The overall objective of this project is to develop and use novel image-based computational cardiac models to understand and predict fiber-, tissue- and organ-level remodeling of the heart in HF patients. We further use the models to study the correlations between mechanical biomarkers and drug targets to develop computational tools for personalized pharmaceutical interventions.
Understanding concerted multiscale remodeling of the RV in PAH
Pulmonary arterial hypertension (PAH) imposes a pressure overload on the right ventricle (RV) leading to myofiber hypertrophy and remodeling of the collagen fiber network. While the macroscopic behavior of healthy and post-PAH right ventricle free wall tissue has been studied previously, alterations in the individual mechanical contribution and the degree of remodeling of myofibers and the extracellular matrix (ECM) remains largely unexplored.
Investigation of these fundamental remodeling events could lead to an improved understanding of the role of individual mechanisms (hypertrophy and fibrosis) in cardiac adaptation to PAH.
Despite significant progress in in-silico cardiac modeling, there is a need to develop realistic cell-to-organ models to allow for the study of fiber-specific structural remodeling and to link alterations at the cell level with organ level adaptation in response to heart disease. In this project, we are developing a high-fidelity computational model of the myocardium microstructure from confocal imaging data. This model will allow us to study the interaction between sub-cellular events and cardiac function across multiple length scales.
Characterizing region-specific remodeling of left ventricular myocardium in MI
Myocardial infarction (MI) results in cardiac myocyte death and the formation of a fibrotic scar in the left ventricular free wall (LVFW). In the days and weeks that follow an acute MI, left ventricular (LV) remodeling, which consists of several alterations in the structure and properties of cellular and extracellular components of the LVFW, becomes an important predictor of clinical outcomes. The normal function of a heart is strongly influenced by the passive biomechanical behavior of the LVFW, and progressive myocardial structural remodeling can have a detrimental effect on both diastolic and systolic function of the LV leading to heart failure.
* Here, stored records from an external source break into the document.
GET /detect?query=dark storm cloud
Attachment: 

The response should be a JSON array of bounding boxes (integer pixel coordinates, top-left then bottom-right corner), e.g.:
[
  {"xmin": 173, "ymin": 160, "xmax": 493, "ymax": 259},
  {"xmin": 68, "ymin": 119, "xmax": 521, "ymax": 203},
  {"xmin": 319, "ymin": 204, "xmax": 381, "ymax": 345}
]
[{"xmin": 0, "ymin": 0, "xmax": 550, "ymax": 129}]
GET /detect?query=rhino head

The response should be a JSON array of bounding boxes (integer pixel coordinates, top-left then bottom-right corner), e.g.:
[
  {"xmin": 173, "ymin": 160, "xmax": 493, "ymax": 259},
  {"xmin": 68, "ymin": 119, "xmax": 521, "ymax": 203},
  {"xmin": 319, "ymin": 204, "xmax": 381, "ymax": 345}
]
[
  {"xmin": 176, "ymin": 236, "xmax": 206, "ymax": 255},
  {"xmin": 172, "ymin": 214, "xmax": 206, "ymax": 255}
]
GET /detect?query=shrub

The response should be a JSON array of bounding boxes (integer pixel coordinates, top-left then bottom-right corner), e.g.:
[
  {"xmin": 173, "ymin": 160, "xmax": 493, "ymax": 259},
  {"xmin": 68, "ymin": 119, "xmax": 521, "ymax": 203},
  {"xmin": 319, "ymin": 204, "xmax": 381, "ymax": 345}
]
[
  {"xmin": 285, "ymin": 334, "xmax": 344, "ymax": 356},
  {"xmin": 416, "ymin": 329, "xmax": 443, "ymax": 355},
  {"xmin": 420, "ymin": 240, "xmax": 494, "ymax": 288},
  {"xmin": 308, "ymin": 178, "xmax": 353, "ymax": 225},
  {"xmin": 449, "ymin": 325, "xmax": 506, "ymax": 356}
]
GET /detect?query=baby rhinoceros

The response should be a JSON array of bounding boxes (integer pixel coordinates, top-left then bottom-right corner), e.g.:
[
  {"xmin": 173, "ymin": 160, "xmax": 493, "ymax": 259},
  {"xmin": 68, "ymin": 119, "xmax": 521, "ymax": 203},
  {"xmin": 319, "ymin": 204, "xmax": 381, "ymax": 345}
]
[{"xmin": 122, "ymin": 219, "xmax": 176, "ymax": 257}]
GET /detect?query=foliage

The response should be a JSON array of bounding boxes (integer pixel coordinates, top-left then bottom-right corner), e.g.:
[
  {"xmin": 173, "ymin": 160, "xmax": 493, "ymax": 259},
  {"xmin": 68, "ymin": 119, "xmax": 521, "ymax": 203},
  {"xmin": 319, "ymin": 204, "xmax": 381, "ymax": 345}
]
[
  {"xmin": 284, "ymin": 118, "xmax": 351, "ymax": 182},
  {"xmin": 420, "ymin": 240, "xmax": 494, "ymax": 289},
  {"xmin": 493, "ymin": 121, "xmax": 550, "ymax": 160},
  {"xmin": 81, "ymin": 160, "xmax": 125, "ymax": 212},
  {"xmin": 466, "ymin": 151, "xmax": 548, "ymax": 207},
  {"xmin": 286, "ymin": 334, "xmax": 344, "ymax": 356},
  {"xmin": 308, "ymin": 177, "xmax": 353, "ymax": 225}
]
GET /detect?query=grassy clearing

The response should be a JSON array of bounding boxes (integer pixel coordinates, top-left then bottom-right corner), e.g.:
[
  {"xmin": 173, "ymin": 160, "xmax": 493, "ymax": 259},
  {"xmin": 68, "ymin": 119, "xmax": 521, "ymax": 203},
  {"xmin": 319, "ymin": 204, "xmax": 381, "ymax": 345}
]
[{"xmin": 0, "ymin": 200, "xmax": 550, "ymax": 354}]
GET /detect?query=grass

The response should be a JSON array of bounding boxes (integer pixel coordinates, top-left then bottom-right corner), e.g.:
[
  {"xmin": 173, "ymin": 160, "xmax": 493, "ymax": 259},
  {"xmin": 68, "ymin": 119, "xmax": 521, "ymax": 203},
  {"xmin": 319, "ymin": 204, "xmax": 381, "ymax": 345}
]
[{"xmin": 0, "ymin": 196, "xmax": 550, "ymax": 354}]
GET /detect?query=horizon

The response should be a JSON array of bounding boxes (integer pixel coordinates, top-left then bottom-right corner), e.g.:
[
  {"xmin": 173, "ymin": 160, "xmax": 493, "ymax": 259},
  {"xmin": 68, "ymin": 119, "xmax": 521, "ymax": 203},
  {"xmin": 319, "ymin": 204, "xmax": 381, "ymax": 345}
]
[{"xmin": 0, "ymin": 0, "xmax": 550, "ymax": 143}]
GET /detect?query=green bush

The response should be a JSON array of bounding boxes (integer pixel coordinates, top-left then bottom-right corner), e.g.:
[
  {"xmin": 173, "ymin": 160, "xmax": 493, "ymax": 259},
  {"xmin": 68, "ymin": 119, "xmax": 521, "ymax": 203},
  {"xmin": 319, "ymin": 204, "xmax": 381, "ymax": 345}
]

In this project, we study the LVFW remodeling in the rodent model of MI induced by ligation. Our goal is to develop a methodology to (1) integrate the biomechanical and structural remodeling within a rat-specific computational model of the LVFW, and (2) study the regional specificity in the analysis of strain in the LVFW. Ultimately, the delineation of subject-specific LV remodeling, with a focus on regional biomechanical changes throughout LV, will replace the traditional measures of LV and infarct dimensions that often lead to gross and limited information on cardiac performance and MI prognosis.